Billy started to get up, then remembered where he was. He tried to give me advice using only his eyes, which were amazingly expressive.

I stood. "Your Honor, my father was an abusive man. But I could have left him if I chose to, if I had had the strength of character to do so."

"Were you in fear for your life when he came at you with the sword?"

"I honestly can't say." There was a short pause.

"Is there... anything else you wish to say about that day?"

Good god, where was this going? "No, Your Honor."

"Then I have one last question. Do you feel you deserve punishment for this act?"

"Your Honor, I have been punishing myself for seventy years now. Whether that is enough, whether the state should now get in its licks, is up to you to decide."

"Yes, it is. But it's all academic, anyway. I was merely trying to better understand the situation in hopes of refining the protocols.
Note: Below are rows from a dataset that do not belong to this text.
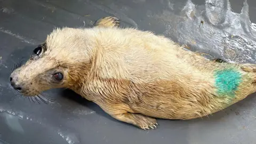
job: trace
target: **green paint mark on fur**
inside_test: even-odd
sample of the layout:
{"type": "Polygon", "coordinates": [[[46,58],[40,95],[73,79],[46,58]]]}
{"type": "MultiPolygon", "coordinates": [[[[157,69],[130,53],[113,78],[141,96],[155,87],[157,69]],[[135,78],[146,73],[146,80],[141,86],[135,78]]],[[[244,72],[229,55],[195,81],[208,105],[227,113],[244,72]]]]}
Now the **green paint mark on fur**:
{"type": "Polygon", "coordinates": [[[235,97],[235,92],[237,90],[242,81],[240,73],[232,69],[228,69],[216,71],[214,76],[218,95],[235,97]]]}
"Determination is as follows:

"A person accused of a crime has the expectation and the right to be judged by the laws in effect at the time of the crime. Though it may look like a loophole, Mr. Valentine, and though we may, in our wisdom, view an antiquated law as foolish, even barbaric, we should bear in mind that things we do today will seem equally silly to future generations. Our perspective is probably not the pinnacle of human wisdom; we do the best we can with what we know, and should be loath to condemn our forebears. Therefore, I find that under prevailing law, no crime was committed in the death of John Valentine, the identical clone of Kenneth Valentine, and I hereby dismiss all charges against the defendant.

"Court is adjourned."

* * *

"Does that mean I can go?" I shouted to Billy Flynn. I had to shout; the noise was deafening. Toby was awake, jumping up and down and barking.

"There's the door. You're a free man."

"What about my money?"

"Except for a big chunk that goes to me, it's all yours."

"Then I want you to hire ten of the meanest bodyguards you can find. No, make that twenty. All authorized to carry lethal weapons. I'd like them in this room in ten minutes, if possible. I'll wait right here."

And that's what I did, keeping a nervous eye on the door all the time.

The room quickly cleared out until no one was left but me and my attorneys, who were so busy in a self-congratulatory knot some distance away, patting each other on the back for the great work they had so little to do with, that they didn't notice it when the Judge spoke to me again.

"You're a very lucky man, Kenneth," it said.

"Luckier than you'll ever know."

"I know more than you suppose. I'm speaking now with another hat on, the one I wear as the Luna Central Computer."

I would have imagined that was more than one hat right there, but I had been raised to be suspicious of large computers, and this was the largest one there was, so I said nothing.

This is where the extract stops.